Captain Phasma #1, la recensione
Abbiamo recensito per voi il numero #1 della miniserie Captain Phasma, di Thompson e Checchetto
Parliamoci chiaro: raccontare una storia su Phasma è quasi come lavorare su una tabula rasa. Gli elementi che fornisce la pellicola cinematografica originale sono pochissimi, se si eccettua una glaciale efficienza nell’eseguire gli ordini ricevuti e una fedeltà per ora indiscussa al Primo Ordine. Questo è un bene e un male allo stesso tempo, dal momento che offre al team creativo un buon margine di libertà d'azione nel lavorare sul personaggio, magari - come spesso accade per i comprimari di Star Wars - andando a fornire complessità, spessore e approfondimento a ciò che il film nei suoi tempi limitati non può concedere (basti pensare al culto smisurato che ha sviluppato negli anni la figura di Boba Fett, che beneficia di tempistiche e approfondimenti non troppo dissimili da quelli di Phasma).
Poste queste premesse, il primo numero di Phasma si concentra su alcuni aspetti di caratterizzazione e di trama tralasciandone altri. Le scelte sono indicative dell’approccio adottato dalla Thompson per il personaggio, leggermente atipiche ma molto intriganti. La fuga dal compattatore di rifiuti è ridimensionata a un “non problema”, presentandoci il capitano di nuovo in azione fin dalle prime tavole. Tutto il primo numero è ambientato nel caos che precede la distruzione della Base Starkiller, ambientazione che oltre ad aggiungere una sensazione latente di frenesia e di pericolo incombente consente a Marco Checchetto di cimentarsi in diverse visuali mozzafiato e scene d’azione che sfruttano al massimo la scala titanica della base prima e le distese innevate dell’esterno del pianeta poi.
Poche pennellate che proiettano tuttavia un ritratto intrigante del personaggio, proiettato a proteggere e a “difendersi” da ogni possibile minaccia al suo status quo, anche mentre esplode letteralmente l’apocalisse attorno a lei (non è un caso che il suo tratto più distintivo sia un’armatura impenetrabile, supponiamo). Per ora, il Tenente Rivas, bersaglio della caccia all’uomo, riesce a dileguarsi dalla Base Starkiller e Phasma assieme a lei. L’inseguimento è probabilmente destinato ad accompagnarci per il resto della miniserie e il suo esito appare - salvo sorprese - abbastanza segnato.
Abbiamo già fatto parola dell’efficacia delle illustrazioni di Marco Checchetto nelle visuali d’insieme della Base Starkiller: l’ottima prova grafica si conferma anche nelle scene d’azione, dove il taglio cinematografico e i continui “cambi di inquadratura” da cacciatore a preda trasmettono con energia la frenesia dell’inseguimento.

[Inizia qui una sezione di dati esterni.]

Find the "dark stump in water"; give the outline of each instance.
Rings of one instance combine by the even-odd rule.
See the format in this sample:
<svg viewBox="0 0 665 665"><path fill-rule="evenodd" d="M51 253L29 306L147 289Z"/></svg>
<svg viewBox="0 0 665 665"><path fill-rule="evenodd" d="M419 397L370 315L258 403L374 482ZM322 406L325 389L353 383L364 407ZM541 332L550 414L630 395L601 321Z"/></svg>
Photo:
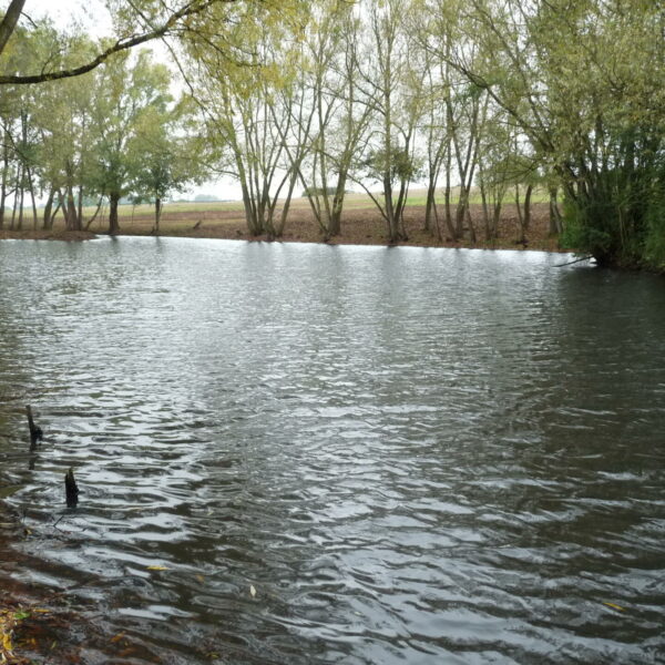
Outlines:
<svg viewBox="0 0 665 665"><path fill-rule="evenodd" d="M28 413L28 427L30 428L30 448L33 449L38 441L43 440L44 433L42 432L41 427L34 424L34 420L32 419L32 409L29 406L25 407L25 412Z"/></svg>
<svg viewBox="0 0 665 665"><path fill-rule="evenodd" d="M66 507L76 508L76 504L79 503L79 485L76 484L76 479L74 478L74 471L72 469L64 474L64 493Z"/></svg>

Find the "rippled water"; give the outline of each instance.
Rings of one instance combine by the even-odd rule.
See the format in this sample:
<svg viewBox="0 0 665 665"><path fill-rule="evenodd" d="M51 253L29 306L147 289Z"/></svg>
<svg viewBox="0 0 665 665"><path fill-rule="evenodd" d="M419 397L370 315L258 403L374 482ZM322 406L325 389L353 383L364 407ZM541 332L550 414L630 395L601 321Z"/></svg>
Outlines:
<svg viewBox="0 0 665 665"><path fill-rule="evenodd" d="M659 662L665 283L563 260L0 243L4 580L123 663Z"/></svg>

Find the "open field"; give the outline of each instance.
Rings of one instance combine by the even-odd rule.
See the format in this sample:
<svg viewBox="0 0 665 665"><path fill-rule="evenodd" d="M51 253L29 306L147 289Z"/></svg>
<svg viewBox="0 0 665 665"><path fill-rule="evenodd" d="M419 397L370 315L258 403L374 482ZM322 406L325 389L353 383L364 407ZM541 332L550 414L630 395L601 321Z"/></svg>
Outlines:
<svg viewBox="0 0 665 665"><path fill-rule="evenodd" d="M514 204L504 205L499 225L499 237L487 243L482 232L482 206L479 201L472 200L471 216L475 226L477 243L472 243L467 231L459 243L439 241L437 234L423 231L424 224L424 192L415 191L409 198L405 213L405 226L409 236L408 242L400 243L413 246L433 247L488 247L488 248L531 248L556 252L560 249L557 239L549 236L549 206L542 200L532 204L532 221L526 244L518 245L519 224ZM536 198L536 201L539 201ZM277 208L279 213L280 208ZM154 208L151 205L124 205L120 207L120 227L123 235L153 235ZM94 209L86 208L90 216ZM442 206L439 214L443 214ZM90 226L93 234L105 233L108 228L108 209L102 209ZM441 219L441 234L444 238L446 231ZM24 223L25 225L25 223ZM0 232L0 237L53 237L63 235L62 218L55 223L52 232ZM227 239L262 239L253 238L247 234L242 202L211 202L211 203L168 203L164 206L160 224L160 235L206 237ZM90 234L68 234L71 239L82 239ZM311 214L309 202L306 198L295 198L291 202L288 219L285 226L285 242L321 242L323 234ZM364 194L349 194L342 215L341 235L331 241L335 244L385 245L387 244L386 226L379 212Z"/></svg>

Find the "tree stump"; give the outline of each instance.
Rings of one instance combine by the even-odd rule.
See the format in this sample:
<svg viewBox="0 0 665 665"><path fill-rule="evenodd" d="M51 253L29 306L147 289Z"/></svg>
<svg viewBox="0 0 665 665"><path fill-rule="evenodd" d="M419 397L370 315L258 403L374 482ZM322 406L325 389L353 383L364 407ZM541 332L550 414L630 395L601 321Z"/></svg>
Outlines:
<svg viewBox="0 0 665 665"><path fill-rule="evenodd" d="M42 432L41 427L34 424L34 420L32 419L32 409L29 406L25 407L25 412L28 413L28 427L30 428L30 449L33 450L37 446L37 442L43 440L44 433Z"/></svg>
<svg viewBox="0 0 665 665"><path fill-rule="evenodd" d="M76 508L79 503L79 485L74 478L74 470L70 470L64 474L64 494L68 508Z"/></svg>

Emerge una leggera perplessità sull’uso dei colori di Andres Mossa, vivaci e a toni chiari in numerose scene, quando forse qualche tonalità cupa in più avrebbe contribuito a rendere le atmosfere oscure degli interni e gelide degli esterni della Base Starkiller, ma si tratta di un dettaglio di poco conto e puramente ascrivibile ai gusti personali.
Verdetto finale: è chiaro che ci troviamo di fronte a un’avventura godibile ed intrigante, non fosse altro perché vissuta esclusivamente attraverso gli occhi di un villain, esperienza rara nell’universo starwarsiano. È lecito abbassare le aspettative in termini di incisività sull’economia globale del personaggio: difficilmente vedremo rivelazioni sconvolgenti o drastici cambiamenti nello status quo di Phasma, ma accompagnarla e studiare quei barlumi di peculiarità (è presto per usare il termine “umanità”!) che traspaiono dalla situazione anomala in cui la distruzione della Base Starkiller la pone promette di essere un’esperienza di lettura piacevole e intrigante.